Sunday, August 23, 2009

Shopping for Quilt Supplies -- How Much Thread?

Like most people, I never knew how much thread to buy for any given quilt project. Because I do more quilting than I do piecing, and a good deal of that is done on other people's quilts, I always had to have a pretty good supply on hand. Either that, or be willing to drive to the quilt store (which, when I first started my machine quilting business, was an hour round trip IF I didn't talk to anybody!). Even after quilting quite a few quilts, though, I still didn't really have an accurate idea about how much thread I needed to buy. I always had a couple of spools left over -- usually in a color I wouldn't ever buy for myself -- or I ran out on Saturday night and the quilt shop was closed until Tuesday!

I finally solved the problem by talking to a couple of the wholesale companies that I normally bought quilting supplies from, such as markers and needles, to see what I could find out about buying thread in quantity. My solution was to buy the thread fixtures at right, which are on one wall of my sewing room. The fixture on the left is Sulky 40 wt. rayon, 850 yard spools, in 231 colors. The one on the left is filled with Mettler Silk Finish, 100% cotton, which is a 50 wt. thread.

That solved the supply side of the equation, but I still had to do something about the demand side -- in other words, how much did I actually need for each project.

I am a big fan of Bob and Heather Purcell, the owners of Superior Threads, located in St. George, UT. I'm using their threads more and more in my quilting and LOVE their Vanish Extra water soluble thread for trapunto work. You'll see Bob and Heather travelling around the country, selling their threads at various quilt shows. Bob also teaches classes about threads and, if you see that he will be in your area with one of his lectures or with Alex Anderson, Ricky Timms and Libby Lehman at a SuperSeminar, by all means make sure not to miss Bob's presentation. I think that I am fairly knowledgeable about threads, needles, tensions, etc., but it's my humble opinion that Bob has forgotten more than I'll ever know.

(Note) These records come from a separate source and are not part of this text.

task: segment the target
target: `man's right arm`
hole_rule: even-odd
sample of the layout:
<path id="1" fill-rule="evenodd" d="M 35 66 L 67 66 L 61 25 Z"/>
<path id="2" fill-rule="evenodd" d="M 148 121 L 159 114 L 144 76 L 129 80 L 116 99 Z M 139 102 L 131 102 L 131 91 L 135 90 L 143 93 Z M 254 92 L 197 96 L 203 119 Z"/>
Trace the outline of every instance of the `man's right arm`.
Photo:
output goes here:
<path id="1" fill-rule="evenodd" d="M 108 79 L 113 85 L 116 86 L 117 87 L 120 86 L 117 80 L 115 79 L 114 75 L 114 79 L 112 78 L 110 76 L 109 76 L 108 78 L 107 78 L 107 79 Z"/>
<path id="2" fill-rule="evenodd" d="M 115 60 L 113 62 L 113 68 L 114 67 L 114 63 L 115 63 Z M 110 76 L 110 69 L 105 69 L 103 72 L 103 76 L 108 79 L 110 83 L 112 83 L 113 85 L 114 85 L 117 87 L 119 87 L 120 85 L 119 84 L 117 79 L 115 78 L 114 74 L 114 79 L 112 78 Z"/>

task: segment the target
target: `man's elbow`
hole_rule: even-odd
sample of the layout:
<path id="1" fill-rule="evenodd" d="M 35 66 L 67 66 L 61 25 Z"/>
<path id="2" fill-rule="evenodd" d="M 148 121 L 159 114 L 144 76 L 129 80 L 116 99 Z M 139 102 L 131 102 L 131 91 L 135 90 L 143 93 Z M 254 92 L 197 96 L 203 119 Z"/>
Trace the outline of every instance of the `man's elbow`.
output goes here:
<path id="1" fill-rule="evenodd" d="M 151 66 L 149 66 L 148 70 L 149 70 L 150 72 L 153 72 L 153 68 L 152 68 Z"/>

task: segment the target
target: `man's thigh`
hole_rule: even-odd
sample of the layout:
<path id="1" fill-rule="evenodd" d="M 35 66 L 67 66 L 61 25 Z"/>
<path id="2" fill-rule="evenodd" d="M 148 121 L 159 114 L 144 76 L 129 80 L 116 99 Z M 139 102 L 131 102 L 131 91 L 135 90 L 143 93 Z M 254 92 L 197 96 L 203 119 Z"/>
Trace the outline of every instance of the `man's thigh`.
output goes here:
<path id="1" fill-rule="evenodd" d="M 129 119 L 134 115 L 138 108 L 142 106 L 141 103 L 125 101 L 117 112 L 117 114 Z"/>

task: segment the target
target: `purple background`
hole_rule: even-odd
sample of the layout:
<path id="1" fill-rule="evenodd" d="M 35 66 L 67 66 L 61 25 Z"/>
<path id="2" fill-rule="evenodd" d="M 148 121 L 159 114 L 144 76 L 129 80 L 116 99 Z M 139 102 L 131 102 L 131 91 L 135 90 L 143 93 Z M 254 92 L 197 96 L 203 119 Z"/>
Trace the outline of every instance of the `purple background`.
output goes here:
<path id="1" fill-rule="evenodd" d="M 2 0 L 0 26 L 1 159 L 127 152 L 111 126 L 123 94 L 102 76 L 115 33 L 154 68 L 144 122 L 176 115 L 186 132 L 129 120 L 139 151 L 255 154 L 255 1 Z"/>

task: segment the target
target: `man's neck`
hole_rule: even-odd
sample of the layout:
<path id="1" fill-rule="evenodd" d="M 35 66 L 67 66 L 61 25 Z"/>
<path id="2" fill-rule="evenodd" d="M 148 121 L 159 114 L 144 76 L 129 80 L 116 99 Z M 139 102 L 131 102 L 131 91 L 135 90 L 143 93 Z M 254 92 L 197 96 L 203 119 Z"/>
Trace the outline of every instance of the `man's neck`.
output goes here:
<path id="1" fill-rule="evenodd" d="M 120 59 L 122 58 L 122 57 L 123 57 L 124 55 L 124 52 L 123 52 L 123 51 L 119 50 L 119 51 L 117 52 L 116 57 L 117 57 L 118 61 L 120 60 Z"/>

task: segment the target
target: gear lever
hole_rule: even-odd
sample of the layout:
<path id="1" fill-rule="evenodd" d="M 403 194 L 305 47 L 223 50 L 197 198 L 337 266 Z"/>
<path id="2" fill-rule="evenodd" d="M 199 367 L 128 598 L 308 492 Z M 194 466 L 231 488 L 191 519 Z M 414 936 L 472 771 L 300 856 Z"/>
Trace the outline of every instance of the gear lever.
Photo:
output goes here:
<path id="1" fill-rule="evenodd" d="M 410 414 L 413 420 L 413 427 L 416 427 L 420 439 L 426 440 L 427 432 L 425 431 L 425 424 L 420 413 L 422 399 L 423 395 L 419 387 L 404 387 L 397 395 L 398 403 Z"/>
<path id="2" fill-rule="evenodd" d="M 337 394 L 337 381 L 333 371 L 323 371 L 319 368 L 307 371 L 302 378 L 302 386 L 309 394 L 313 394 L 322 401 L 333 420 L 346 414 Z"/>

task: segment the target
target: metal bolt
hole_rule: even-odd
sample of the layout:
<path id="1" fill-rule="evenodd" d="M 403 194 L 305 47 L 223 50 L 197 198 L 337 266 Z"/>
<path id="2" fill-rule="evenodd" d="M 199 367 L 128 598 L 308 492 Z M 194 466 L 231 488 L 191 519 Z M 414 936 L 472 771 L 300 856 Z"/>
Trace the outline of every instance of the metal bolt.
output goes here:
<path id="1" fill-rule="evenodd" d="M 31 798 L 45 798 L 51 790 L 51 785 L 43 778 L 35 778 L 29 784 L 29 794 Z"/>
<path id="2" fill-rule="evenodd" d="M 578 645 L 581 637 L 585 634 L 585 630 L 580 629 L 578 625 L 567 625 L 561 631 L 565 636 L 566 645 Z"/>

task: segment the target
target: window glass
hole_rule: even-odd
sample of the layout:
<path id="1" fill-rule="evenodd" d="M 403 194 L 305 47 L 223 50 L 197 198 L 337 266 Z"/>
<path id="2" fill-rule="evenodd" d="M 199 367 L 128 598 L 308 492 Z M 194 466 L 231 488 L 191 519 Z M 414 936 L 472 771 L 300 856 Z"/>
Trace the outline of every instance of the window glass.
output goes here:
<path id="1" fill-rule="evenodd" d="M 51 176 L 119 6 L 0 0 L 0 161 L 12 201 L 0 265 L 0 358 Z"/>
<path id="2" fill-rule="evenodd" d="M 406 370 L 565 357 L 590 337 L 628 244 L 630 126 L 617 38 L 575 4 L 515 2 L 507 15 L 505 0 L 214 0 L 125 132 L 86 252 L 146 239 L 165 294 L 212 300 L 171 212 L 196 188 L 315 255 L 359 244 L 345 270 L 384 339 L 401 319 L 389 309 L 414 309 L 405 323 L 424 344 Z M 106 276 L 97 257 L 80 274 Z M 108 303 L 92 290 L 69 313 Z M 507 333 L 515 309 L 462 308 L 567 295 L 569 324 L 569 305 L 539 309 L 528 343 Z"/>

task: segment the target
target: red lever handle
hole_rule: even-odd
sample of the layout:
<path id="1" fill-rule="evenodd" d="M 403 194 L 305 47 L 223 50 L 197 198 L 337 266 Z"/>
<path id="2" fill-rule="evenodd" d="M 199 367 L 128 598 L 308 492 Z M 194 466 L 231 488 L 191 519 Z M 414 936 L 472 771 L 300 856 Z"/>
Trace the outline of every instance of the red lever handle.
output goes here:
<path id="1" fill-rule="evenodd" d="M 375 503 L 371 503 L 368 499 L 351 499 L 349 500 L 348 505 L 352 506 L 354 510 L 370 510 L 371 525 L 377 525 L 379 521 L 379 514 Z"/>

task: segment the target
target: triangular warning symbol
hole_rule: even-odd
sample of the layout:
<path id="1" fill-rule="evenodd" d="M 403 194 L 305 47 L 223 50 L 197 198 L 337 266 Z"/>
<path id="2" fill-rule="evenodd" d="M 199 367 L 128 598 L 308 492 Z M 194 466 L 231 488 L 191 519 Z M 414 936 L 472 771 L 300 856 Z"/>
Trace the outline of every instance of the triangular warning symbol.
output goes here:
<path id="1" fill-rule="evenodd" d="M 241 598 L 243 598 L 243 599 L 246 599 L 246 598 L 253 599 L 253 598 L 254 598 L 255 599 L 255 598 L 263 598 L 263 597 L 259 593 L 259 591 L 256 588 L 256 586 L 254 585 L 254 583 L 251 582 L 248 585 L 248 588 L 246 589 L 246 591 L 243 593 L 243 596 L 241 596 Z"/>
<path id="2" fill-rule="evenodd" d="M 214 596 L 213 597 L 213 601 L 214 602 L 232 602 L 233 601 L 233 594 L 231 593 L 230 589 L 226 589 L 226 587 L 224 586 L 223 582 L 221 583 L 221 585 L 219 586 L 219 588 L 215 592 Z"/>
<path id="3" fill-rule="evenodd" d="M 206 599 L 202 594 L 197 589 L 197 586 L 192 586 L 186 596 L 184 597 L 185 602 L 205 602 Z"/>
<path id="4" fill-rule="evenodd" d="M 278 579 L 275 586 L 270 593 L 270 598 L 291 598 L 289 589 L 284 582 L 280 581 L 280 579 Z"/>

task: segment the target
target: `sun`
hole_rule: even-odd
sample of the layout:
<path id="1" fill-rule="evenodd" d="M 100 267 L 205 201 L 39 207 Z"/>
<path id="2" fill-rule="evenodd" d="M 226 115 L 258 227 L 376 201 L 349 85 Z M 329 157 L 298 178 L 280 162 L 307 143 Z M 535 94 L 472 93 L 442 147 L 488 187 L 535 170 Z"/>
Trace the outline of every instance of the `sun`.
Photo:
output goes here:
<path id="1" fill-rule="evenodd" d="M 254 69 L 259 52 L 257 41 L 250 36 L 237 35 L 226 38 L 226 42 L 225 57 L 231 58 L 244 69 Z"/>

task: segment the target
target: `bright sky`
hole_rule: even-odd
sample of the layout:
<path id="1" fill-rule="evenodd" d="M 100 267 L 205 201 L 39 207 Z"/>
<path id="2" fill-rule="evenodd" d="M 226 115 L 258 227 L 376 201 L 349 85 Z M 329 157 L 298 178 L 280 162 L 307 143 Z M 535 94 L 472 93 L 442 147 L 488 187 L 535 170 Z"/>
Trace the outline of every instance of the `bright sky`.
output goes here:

A few years ago, Bob started an on-line newsletter that you can subscribe to by going to Click on "Newsletter" and enter your e-mail address; the newsletter arrives in your in box approximately every other month. It starts out with a "Wise Word from Mother Superior", which is some sort of sewing tip or trick, then goes into the education section, then into new things about their threads (one thing I do have to say here is that I use their threads a lot and none of my machines have problems with them). At the end of the newsletter is one of Bob's Superior Jokes, which are actually archived under "Other" on the website in case you feel that you must have more of them!

One of these newsletters contained the solution to my thread quantity problem. I was so impressed with it that I called Bob and asked if I could copy and distribute this to all of my machine quilting students; he said yes and I have been using it as a handout to my Intro to Machine Quilting classes as well as my Free Motion and Trapunto workshop attendees. And here it is for you, too:

Education: How Much Thread do I Need for This Project

We often are asked how much thread it takes to quilt a quilt. It depends on the size of the quilt and the type of quilting to be done. The most thread I’ve seen used in a quilt is 20,000 yds. (10,000 yds. of MonoPoly invisible thread in the bobbin and 10,000 yds. of Nature Colors and Living Colors on top). This quilt is a beautiful thread painting entitled Precious Water by Hollis Chatelain and won Best of Show in Houston in 2004. Everyone’s technique is different so the following yardage numbers are only averages. Of course it is possible to use much more or much less thread. These numbers are for the top thread only. Double them if you use the same thread for the bobbin. The three sets of numbers following the quilt size represent Light Quilting/Medium Quilting/Heavy Quilting.

Crib size: 200 yds./400 yds./600 yds.

Twin size: 400 yds./800 yds./1,200 yds.

Queen size: 600 yds./1,100 yds./1,600 yds.

King size: 700 yds./1,300 yds./2,000 yds.

Reprinted with permission from
Bob Purcell, Superior Threads

Also, while you are on the website, you can sign up for Mother Superior's blog; it's fun and educational, too!

1 comment:

  1. I love Superior Threads too, but can't imagine using Vanish Extra water soluble thread for trapunto. Is this something that you'd consider writing a tutorial on? I'm struggline iwth the "water soluble" thread when making trapunto. I've never pursued anything like this and would like to learn how you do it.